On Wednesday, North Carolina Health officials shared the latest COVID-19 data from the state, announcing the highest COVID-19 case count since January.

The North Carolina Department of Health and Human Services reported 9,377 additional cases Wednesday, creating a spike in the data from the 30 days prior.

The state has not reached 9,000 cases since Jan. 2021.

The new case count is up from 3,698 cases reported Tuesday.

The percentage of positive tests dipped slightly on Wednesday -- that number changed to 17.3%, down from the record high Tuesday of 21.9%.

>>For the complete set of data released by the NCDHHS, click here.

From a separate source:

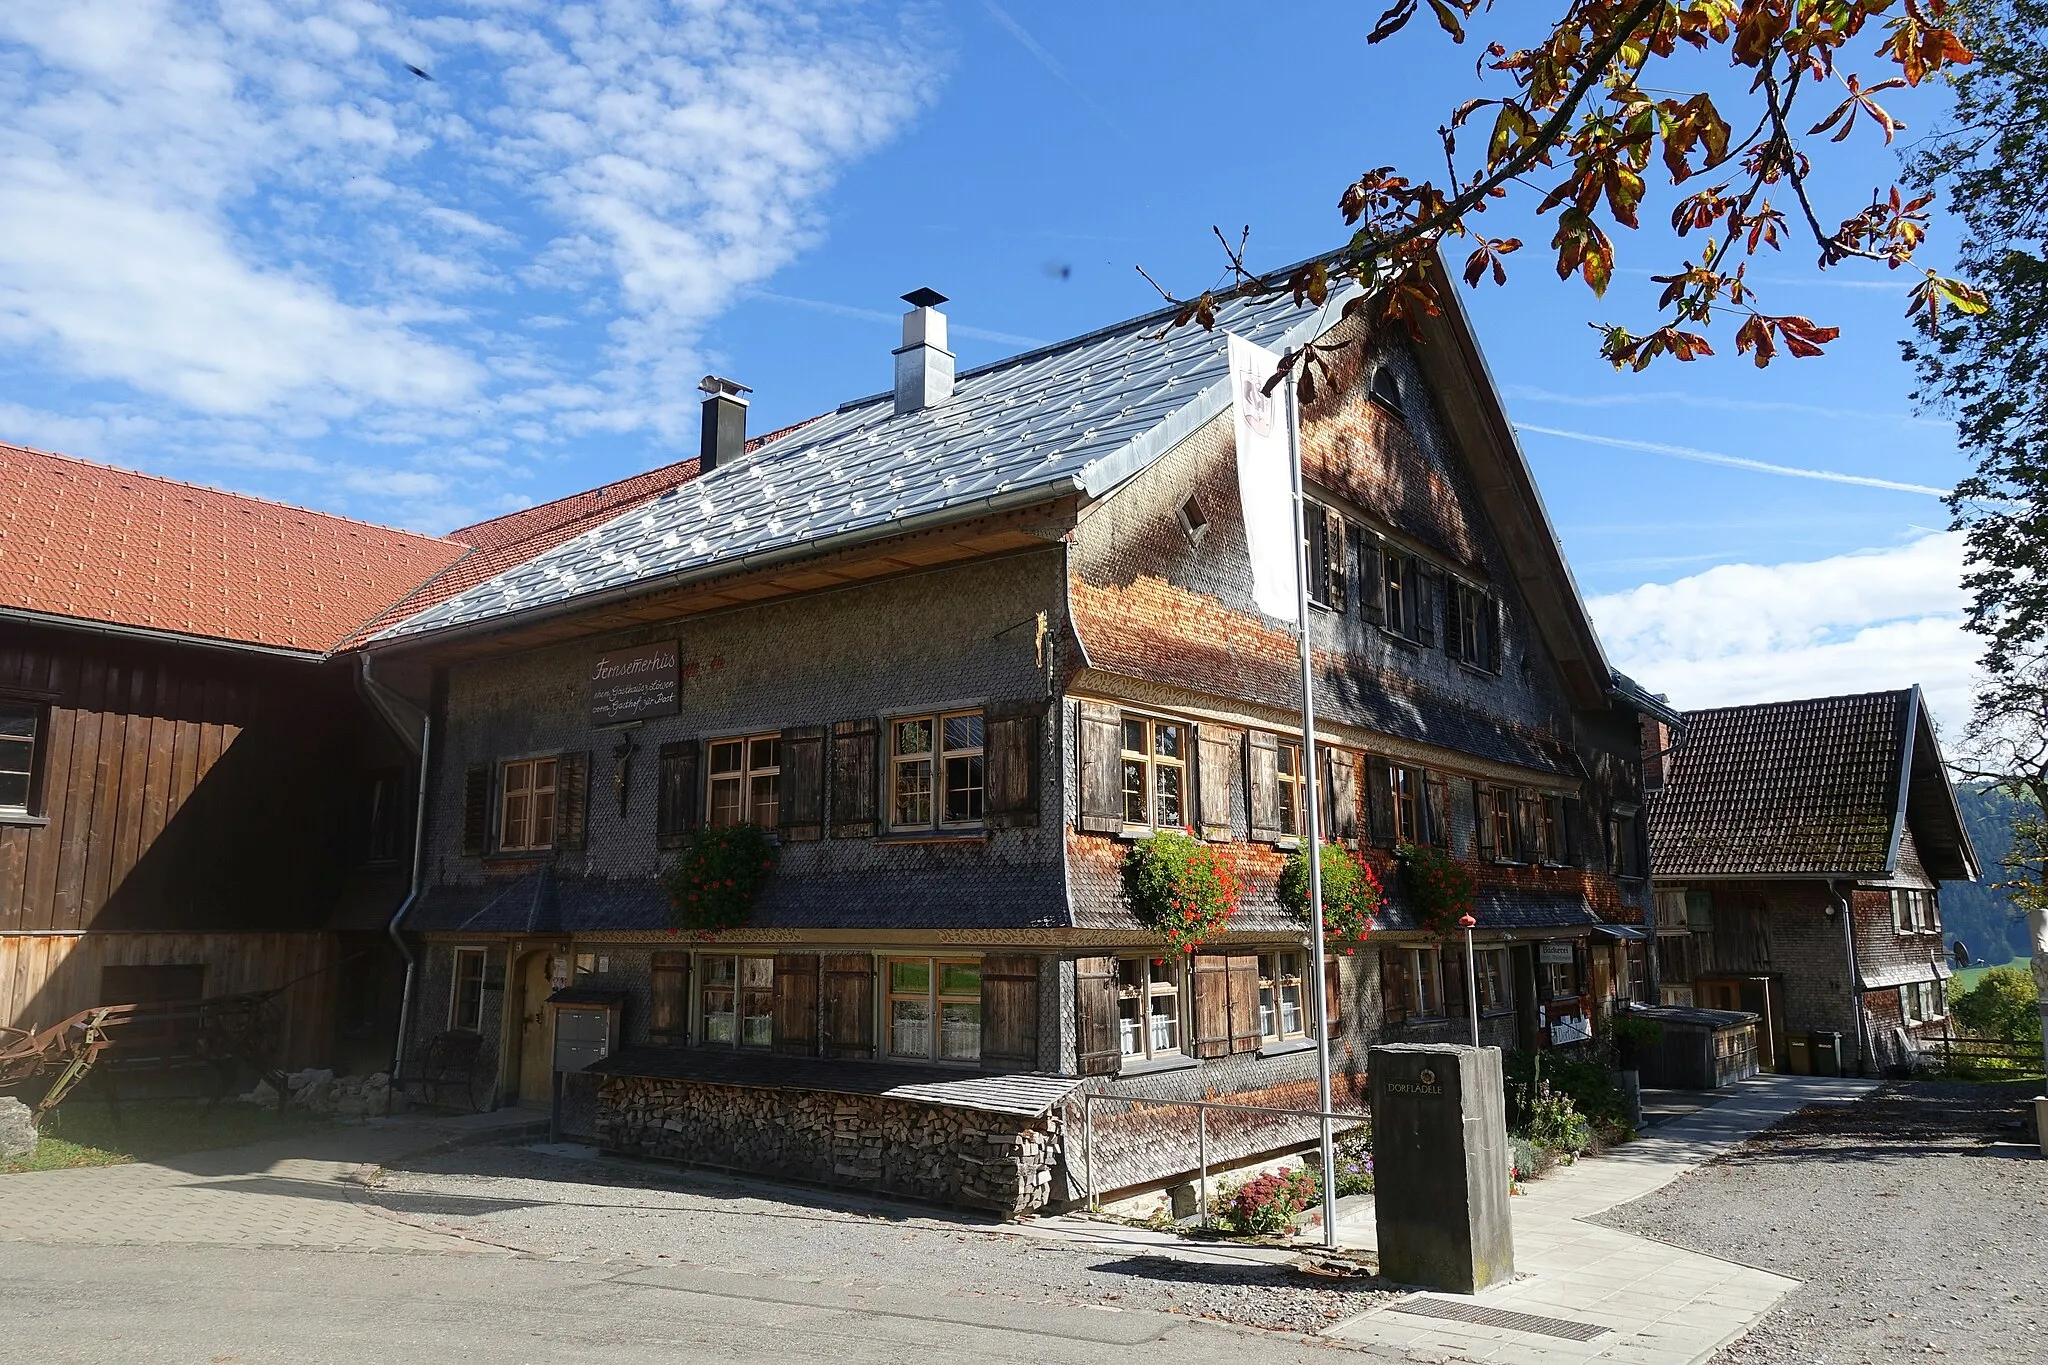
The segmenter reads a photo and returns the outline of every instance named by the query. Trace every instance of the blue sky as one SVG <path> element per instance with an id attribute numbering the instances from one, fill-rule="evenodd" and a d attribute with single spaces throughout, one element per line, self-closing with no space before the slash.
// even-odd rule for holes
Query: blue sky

Vaccines and therapeutics will still flatten the curve, experts say

Tuesday and Wednesday’s numbers are the first updated COVID-19 numbers in North Carolina since Christmas. While they do show a significant jump in cases, state officials and physicians remain confident that vaccines and therapeutics will flatten the curve of severe disease.

“Looking at that hospitalization metric is going to be really important,” Dr. Susan Kansagra, Acting Senior Deputy Director for Division of Public Health at NCDHHS told WTVD. “But the majority of people that are coming into our hospitals and requiring ICU level care are still those that are unvaccinated.”

“Early on, when we didn’t have vaccines or therapeutics, you took your chance in the COVID lottery and the odds were not fantastic,” said Dr. David Wohl, an infectious disease expert at UNC Health told WTVD. “So now the chances of losing the COVID lottery are slimmer for those of us who have vaccines available and getting therapeutics like we have in this country. So we’re moving to a point now where most, most, most of us are unlikely to get really, really sick from COVID-19, including from omicron.”

According to new forecasts from the Institute for Health Metrics and Evaluation at the University of Washington, North Carolina could hit its peak of the Omicron surge in late February 2022. The models, moreover, show a potential explosive rise in cases - by some estimates, more than 90,000 active daily cases - but again, hospitalizations and deaths either meet or only slightly exceed North Carolina’s earlier records in the delta and winter 2021 surges.

“The writing is on the wall,” said Dr. Wohl. “The data is there. You can’t deny it. People don’t die as often if they’re vaccinated and boosted.”